[Date Prev][Date Next][Thread Prev][Thread Next][Date Index][Thread Index]

Re: Names to Objects and Compiler-environment


The fundamental problem I think we are trying to address with this
proposal is the transfer of information about class definitions
and potentially method definitions from form to form during a
file compilation. Such a transfer will necessary be implementation dependent, 
but we would like to design an interface to the metaclass protocol which 
is portable. The information on these definitions should
either not be a "real" definition or it should be a seperate and shadowing 
definition from the definition in compiler's run time environment (if any).
The alternatives are to either replace the definition in the compiler's
run time environment, or to not propagate any information on class
and method definitions being compiled between forms. If we chose the
former solution (replacing the definition in the compiler's run
time environment) we face a bootstrapping problem, since a method
or class necessary for the compilation of a file may get redefined 
while the file is being compiled, breaking the compiler (admittedly, this
may not occur very often, but, if it does, it could be very disabling).
The latter solution (not propagating any information) would place
an unreasonable burden on programmers using CLOS, since they would be
required to place class definitions and definitions of methods working
on those classes into seperate files. Usual practice in object-oriented
programming is to group class definitions and method definitions into
the same file, for easy reference.


A solution has been proposed in which certain metaclass protocol
functions (generic and otherwise) take parameters which are "environments".
The exact nature of these environment parameters is unspecified, but
in order for them to be accessable to the top level macros DEFCLASS
and DEFMETHOD without adding alot of additional machinery to Common Lisp, 
the most logical choice, as Moon has pointed out, is the macro &ENVIRONMENT 

The metaclass functions which Patrick has identified as being involved
in name to object mapping are:

	CLASS-NAMED (aka SYMBOL-CLASS) - maps a symbol to a class 
           object having that name.
	SYMBOL-FUNCTION - maps a symbol naming a (potentially generic)
	   function to the (potentially generic) function object.
	GET-METHOD - ? according to pg. 2-39 of 87-002, this
	   takes a generic function object, list of method qualifiers,
	   and a list of parameter specializers (which, presumably,
	   are also objects) and produces the method.

Sonya has added:

	GET-SETF-GENERIC-FUNCTION - maps a name for a generic
	  function into the generic function for doing the SETF.

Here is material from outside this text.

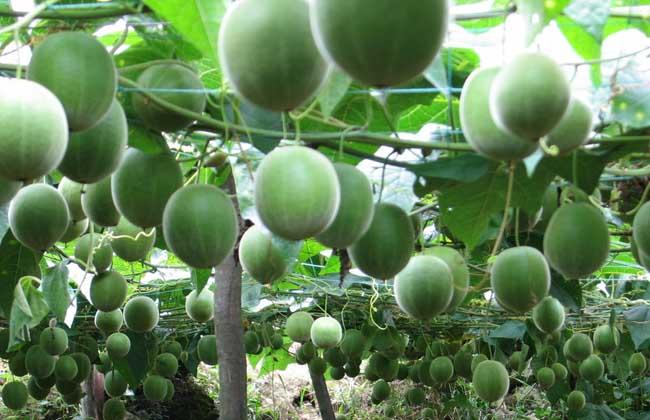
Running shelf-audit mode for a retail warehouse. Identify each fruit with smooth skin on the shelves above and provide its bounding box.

I would argue that, of these, CLASS-NAMED and SYMBOL-FUNCTION are
at the right primitive level to discuss. My reasoning is as follows.
As the spec for GET-METHOD indicates, it is not doing a name to
object mapping but rather an object to object mapping. Thus 
the more primitive operations CLASS-NAMED and SYMBOL-FUNCTION can
be used to find the objects, CLASS-NAMED to find the specializer
list, and SYMBOL-FUNCTION to find the generic function. As far
as GET-SETF-GENERIC-FUNCTION goes, it is doing a name to object
mapping, but the mapping is slightly bogus, since the name for a
SETF generic function is created, and the operation could just 
as well be done by passing the generic function object for which the
SETF generic function was desired. The generic function object
might have to keep around information about it's SETF, however. 
Alternatively, the algorithm for generating the SETF name could 
be published (a user can find it simply enough anyway by 
macroexpanding a SETF form) and we are back in the case where 
SYMBOL-FUNCTION is the correct primitive for finding the 
generic function.

Naturally, along with the functions for doing the name to object
mapping, the functions for doing a SETF will require an environment
argument as well. These would be the SETF functions for CLASS-NAMED

Additional CLOS functions which Patrick has identified as possibly
requiring an environment argument are: ADD-METHOD, REMOVE-METHOD,
and ENSURE-GENERIC-FUNCTION. While these do not explicitly
do name to object mapping, I believe the logic here is the following:

	ADD-METHOD, REMOVE-METHOD - addition and removal of a method from
          a generic function is dependent on the environment, since a
          different method definition may be desired on a generic function
          in the compile time environment from what is available in the
          compiler's run time environment (the "outside" or "top" environment).
        FIND-APPLICABLE-METHODS - the compilation of a CALL-NEXT-METHOD
          form will require access to methods as they are "defined" or,
          at the very least, to the definitions compiled during a file
          compilation, so the "current" definition is used for arranging
          the method call, rather than the definition in the compiler's
          run time environment.
	ENSURE-GENERIC-FUNCTION-This does an implicit name to generic
          function mapping, setting up any existing function (generic
          also?) as a default method. Since it will probably use
          SYMBOL-FUNCTION to retreive the function object bound to
          the symbol's function cell, an environment parameter might
	  be needed to indicate which particular generic function
    	  is required. 
Of these, only ENSURE-GENERIC-FUNCTION takes a function name as an
an argument, the others all take generic function and other objects.
Hence, sensitivity to the processing environment need only be included
in ENSURE-GENERIC-FUNCTION, since only it will have to internally
resolve a name to object mapping.

One group of functions Patrick missed in his list is the metaclass
functions on pg. 3-25 of the metaobjec protocol specification. 
They are all defined to take a name for the appropriate metaclass. 
With the exception of DEFINE-METACLASS (which can be a macro anyway, 
and thus use its &ENVIRONMENT parameter), the others could as well 
be defined to operate on a class object which was a metaclass, 
rather than directly on a metaclass name. 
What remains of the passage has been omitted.